Sebaliknya, ITU justru mengatakan bahwa kesenjangan yang ada menjadi masalah yang sistematik dengan melihat perempuan yang memiliki akses lebih rendah dibandingkan laki-laki. Diprediksi juga bahwa hal itu berpengaruh pada kemampuan mengelola keuangan dan pendidikan yang dibutuhkan untuk mengakses teknologi.
Mengacu pada wanita di negara berkembang, salah satu staf ITU Susan Teltscher mengatakan kepada BBC bahwa wanita tidak memiliki akses informasi apapun yang tersedia di internet. Padahal ada banyak aplikasi yang tersedia sekarang melalui gawai yang dapat membantu mereka melakukan komunikasi, mengakses pendidikan, kesehatan, hingga layanan pemerintah.
“Hal ini tentu saja memiliki konsekuensi yang cukup besar karena wanita menimbulkan peluang untuk dikucilkan dunia akibat berkembangnya era digital,” jelas Teltscher.
Adapun sekitar 3,6 miliar orang di seluruh dunia masih tidak memiliki akses internet, dorongan terhadap pemerintah juga diperlukan agar tidak hanya berfokus pada perkembangan internet saja. Tetapi memastikan investasi pelatihan dan keterampilan digital dalam jangka panjang.
Hal tersebut akan sangat membantu mengurangi kesenjangan digital yang ada. Pembelajaran yang mengedukasi seputar penggunaan gawai dapat didorong agar dapat diakses oleh semua orang.

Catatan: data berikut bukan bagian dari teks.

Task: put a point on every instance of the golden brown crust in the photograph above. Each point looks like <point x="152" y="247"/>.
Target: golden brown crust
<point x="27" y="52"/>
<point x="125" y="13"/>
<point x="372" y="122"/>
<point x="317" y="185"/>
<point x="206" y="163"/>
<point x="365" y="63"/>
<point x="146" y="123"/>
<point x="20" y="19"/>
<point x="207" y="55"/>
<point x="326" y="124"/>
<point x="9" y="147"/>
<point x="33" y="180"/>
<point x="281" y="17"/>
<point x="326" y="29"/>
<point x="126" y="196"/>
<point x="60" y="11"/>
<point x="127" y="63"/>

“Meskipun ada konektivitas, kita harus lebih kreatif dalam menangani isu-isu krisis ini, seperti keterjangkauan layanan, kurangnya keterampilan digital dan literasi sehingga memungkinkan perempuan untuk berkontribusi dalam ekonomi digital,” tegas Direktur Biro Pengembangan ITU Doreen Bogdan-Martin.